No, this post isn’t about hopping a midnight flight from LA to DC. In fact, I’m one of the few people I know who hasn’t flown an airplane since before 9-11. It has nothing to do with the fear of flying into a skyscraper or having my toes strip-searched at check in. I just don’t have the budget to vacation anywhere further than where my minivan’s full tank of gas will take me.
I call this post Catch the Red Eye because I actually have a red eye. Fortunately it’s not contagious. I was just looking for a title that was catchy. I’m full of puns today.
Here’s my story:
I sat down to dinner last Monday when my husband Tom noticed my eye.
“Wow. Your eye looks really red.”
It wasn’t wow with an exclamation point or anything since nothing short of an emotionally-vested baseball or football game would warrant palpable excitement out of him.
I figured my left eye was just red from the year-long bout of shingles I can’t completely shake. But my daughter Mary leaned over and looked, and her shock and awe equaled about half an exclamation point.
“Yeah, Mom. It’s kind of gross.”
Tom also noted that my right eye was the wrong eye to be red, so I went to the bathroom mirror to take a look.
Yuck! It was really red! It was like my eye was bleeding on the inside, but the eyeball was holding all the blood in. There was a large spot on the outside corner of my eye, and in the next few days it spread through the rest of my eye.
My doctor assured me it was just a broken blood vessel and that it would go away eventually. It doesn’t hurt, so I don’t really think about it. It’s only when I run into someone I know that I remember I look ghastly.
“Geez! What happened to your eye?!”
Most of my friends use the exclamation point in this case. It’s nice to know that they care so much about me that their voice grows loud and concerned. It’s also a good thing for me to know that my husband cares about me even if he doesn’t use an exclamation point when commenting on my potential blindness.
It’s an interesting experience when I talk to people I don’t know. I find that when we meet, they are either drawn to my eye, or they’re trying particularly hard not to look at it.

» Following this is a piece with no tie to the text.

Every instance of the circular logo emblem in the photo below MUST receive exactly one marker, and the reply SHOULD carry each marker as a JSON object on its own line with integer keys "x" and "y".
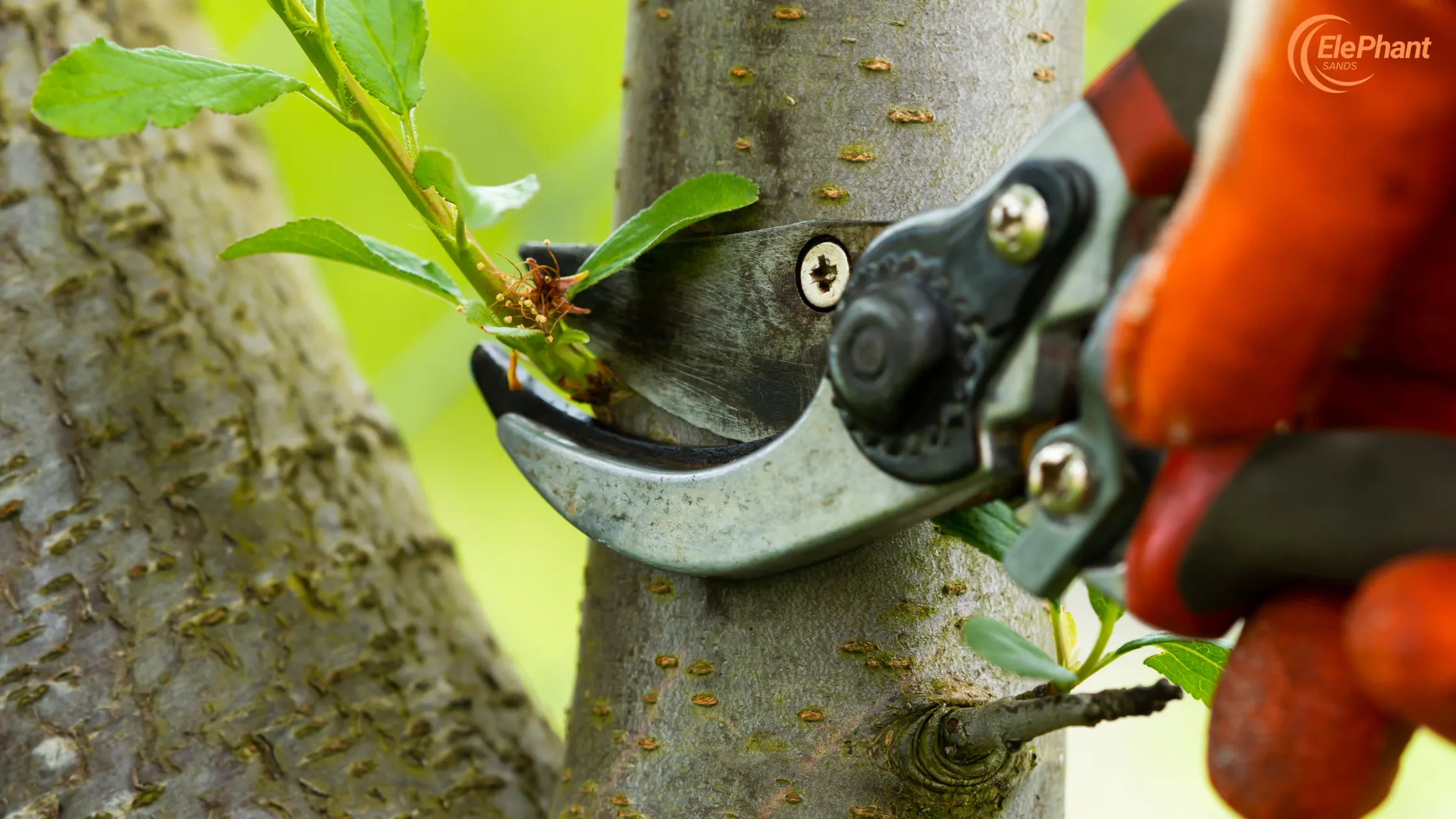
{"x": 1315, "y": 75}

During our chat, I imagine our actual conversation juxtaposed with the conversation in the stranger’s head:
Me: “Hi. I’m Mary’s mom, Cathy. Thanks for dropping off Kristen.”
Stranger: “Hi. I’m Jamie. Kristen’s mom.”
Stranger’s Head: Jesus Christ! What happened to her eye?!
Me: “Mary talks about Kristen all the time. I’m glad we finally lined up a play date.”
Stranger: “Me too.”
Stranger’s Head: God, that thing must hurt like a bitch! Kristen didn’t mention that Mary’s mom had an accident.
Me: “Mary just got a new dog, so they might take it to the park. Would that be ok?”
Stranger: “Sure. Kristen loves dogs.”
Stranger’s Head: It doesn’t seem to bother her, but that eye’s really red. Is she stoned? There are a lot of those shops with the green crosses in this neighborhood.
Me: “Can I get you something to drink? To eat?”
Stranger’s Head: Munchies? Yeah, she’s stoned.
Stranger: “No, thanks. I was just going to drop off Kristen and pick her up in a couple of hours.” (pause) “Or less.”
Me: “I’d be happy to take her home.”
Stranger (a little too quickly): “No!”
Stranger’s Head: But she’s only got one red eye. I don’t think you can be half stoned.
Stranger: “I mean, thanks, but I need to come back to the area around 5:00 anyway.”
Stranger’s Head: Is her eye always that red? Maybe it’s a birth defect.
Me: “Great. So I’ll see you about 5:00?”
Stranger’s Head: Bummer for her. She probably gets a lot of people gawking at her.
Me: “Later?” (No answer). “Julie?”
Stranger’s Head: Damn! She caught me staring at that bloody thing! Look somewhere else!
(Stranger nods over to Tom who’s watching a football game).
Stranger: “Is that Mary’s dad?”
Me: “Her stepdad. Tom, this is Jamie, Kristen’s mom.”
Tom (ignoring stranger, shouting at tv): “Run! Run! Run! You $^%@* tool!”
Me: “Sorry. My husband’s a big Colts fan.”
Stranger’s Head: Wow! Mary’s stepdad sure loves his exclamation points!
Stranger: “My husband likes the Red Eyes.”
Stranger’s Head: “What the hell came out of my mouth? Backpedal! Backpedal!”
Stranger: “I mean Redskins.”
Stranger’s Head: Damn! I hope Kristen has a terrible play date. I can’t face this woman again.
I say goodbye to Kristen’s mom Julie and escort her out the door. Thank goodness. She had something green on the tip of her nose and I couldn’t stop staring at it.